Second order front tracking algorithm for Stefan problem on a regular grid

TL;DR

This paper introduces a second order accurate front tracking algorithm for the Stefan problem on regular grids, enabling precise and mass-conserving simulations of solidification in multiple dimensions with modest computational resources.

Contribution

A novel second order front tracking method for the Stefan problem that conserves mass and improves interface motion accuracy on regular grids.

Findings

Achieves 5.5% accuracy with 5 grid points in 1D

Achieves 1.5% accuracy with 10 grid points in 1D

Applicable to 2D and 3D simulations with ease

Abstract

A brief review of the Stefan problem of solidification from a mixture, and its main numerical solution methods is given.
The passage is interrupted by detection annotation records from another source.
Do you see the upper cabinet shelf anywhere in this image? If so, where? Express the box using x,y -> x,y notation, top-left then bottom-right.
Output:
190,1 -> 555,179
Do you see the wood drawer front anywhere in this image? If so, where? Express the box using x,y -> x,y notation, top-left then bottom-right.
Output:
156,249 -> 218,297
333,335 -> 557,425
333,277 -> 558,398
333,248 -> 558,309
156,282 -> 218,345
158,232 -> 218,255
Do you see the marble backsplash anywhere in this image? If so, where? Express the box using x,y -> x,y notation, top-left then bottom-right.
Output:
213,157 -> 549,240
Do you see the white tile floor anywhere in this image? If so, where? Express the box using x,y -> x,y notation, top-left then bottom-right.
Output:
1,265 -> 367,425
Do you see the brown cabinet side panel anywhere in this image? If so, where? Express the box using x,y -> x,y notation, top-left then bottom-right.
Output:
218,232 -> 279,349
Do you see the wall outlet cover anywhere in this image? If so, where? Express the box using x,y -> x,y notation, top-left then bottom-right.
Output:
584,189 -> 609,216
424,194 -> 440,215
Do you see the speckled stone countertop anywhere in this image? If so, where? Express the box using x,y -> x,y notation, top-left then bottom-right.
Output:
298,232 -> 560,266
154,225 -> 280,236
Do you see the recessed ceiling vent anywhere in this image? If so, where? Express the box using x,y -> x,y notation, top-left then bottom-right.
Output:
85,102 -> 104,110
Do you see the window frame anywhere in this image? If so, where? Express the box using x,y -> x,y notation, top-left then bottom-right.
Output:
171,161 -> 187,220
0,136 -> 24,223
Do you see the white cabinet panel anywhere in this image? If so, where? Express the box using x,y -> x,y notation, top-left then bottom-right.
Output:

Simulation of this problem in 2D or 3D is most practically done on a regular grid, where a sharp solid-liquid interface moves relative to the grid. For this problem, a new simulation method is developed that manifestly conserves mass, and that simulates the motion of the interface to second order in the grid size. When applied to an isothermal simulation of solidification from solution in 1D at 50% supersaturation for only 5 grid points, the motion of the interface is accurate to 5.5%; and for 10 points the result is accurate to 1.5%. The method should be applicable to 2D or 3D with relative ease. This opens the door to large scale simulations with modest computer power.